What I wanted did not happen. I am left with more unanswered than answered questions. How could I make sense of such craziness?  Did some group of lawyers get together and concoct a horrible travesty of what teachers and school board members had negotiated in good faith over hours and years of conversation.  But then why did board members go along with it?  And how could judges say that a school board could believe whatever it wanted – with direct evidence to the contrary, with an opposing jury decision from two and a half weeks of testimony and with a federal district judge hearing everything and reinstating me?  How could so many people in decision-making positions ignore educational research, disregard civil rights issues, distort material and evidence, and lie under oath? And pretty much get away with all of it.

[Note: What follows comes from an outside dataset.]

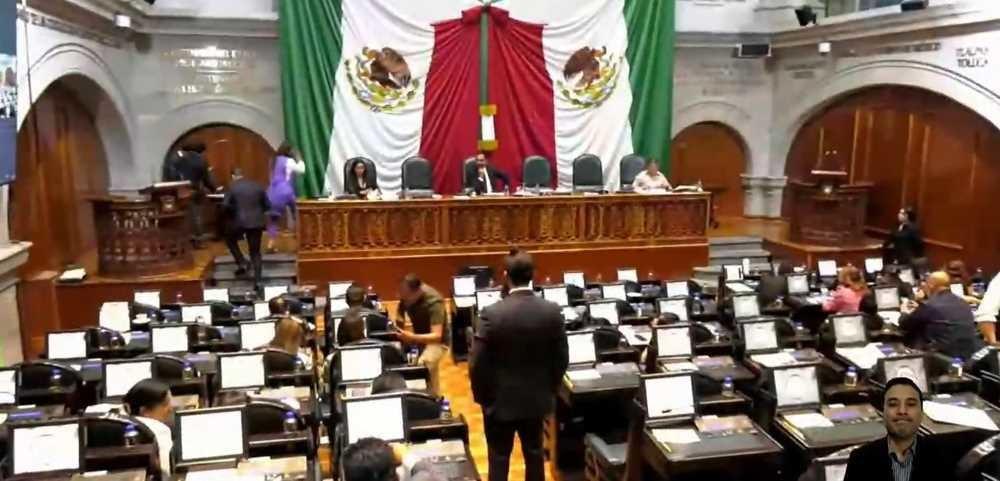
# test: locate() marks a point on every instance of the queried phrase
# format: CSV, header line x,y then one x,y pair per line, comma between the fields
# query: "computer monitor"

The lesson I learned is one I regret having to share.  I have come to realize that these people didn’t know, didn’t care to know, and didn’t care to learn what goes on in a classroom and why.  And in many ways it’s not useful to speculate about motive because the point is what happened to me could happen in any school district.  The conditions seem to be ripe for this kind of abuse of civil rights.  The aftermath is the fear that teachers have and the harm those fears create in students’ education.

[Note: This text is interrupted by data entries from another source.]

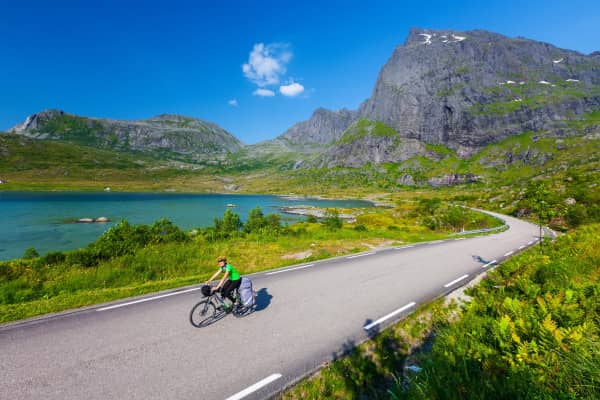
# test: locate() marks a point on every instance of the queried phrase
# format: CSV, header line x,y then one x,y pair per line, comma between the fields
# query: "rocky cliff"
x,y
464,90
173,136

I am still trying to make sense of the experience and how telling the story might help students and teachers.  I remember and still plan to keep the pledge I made at the PEN ceremony, that I understand my obligations to speak about teaching and about writing, and I welcome the opportunities that have been and will be given to me.   I keep with me Justice McMillian’s thoughts: When good educators are scared away or driven from our schools because they cannot trust the system to treat them honestly and fairly, we are all affected, most especially our children.

This attack on teachers and on education needs to draw the attention an epidemic requires.  Teachers afraid to teach produce students afraid to learn and a society in turmoil because its citizens are afraid and unable to deal honestly and effectively with the realities confronting them.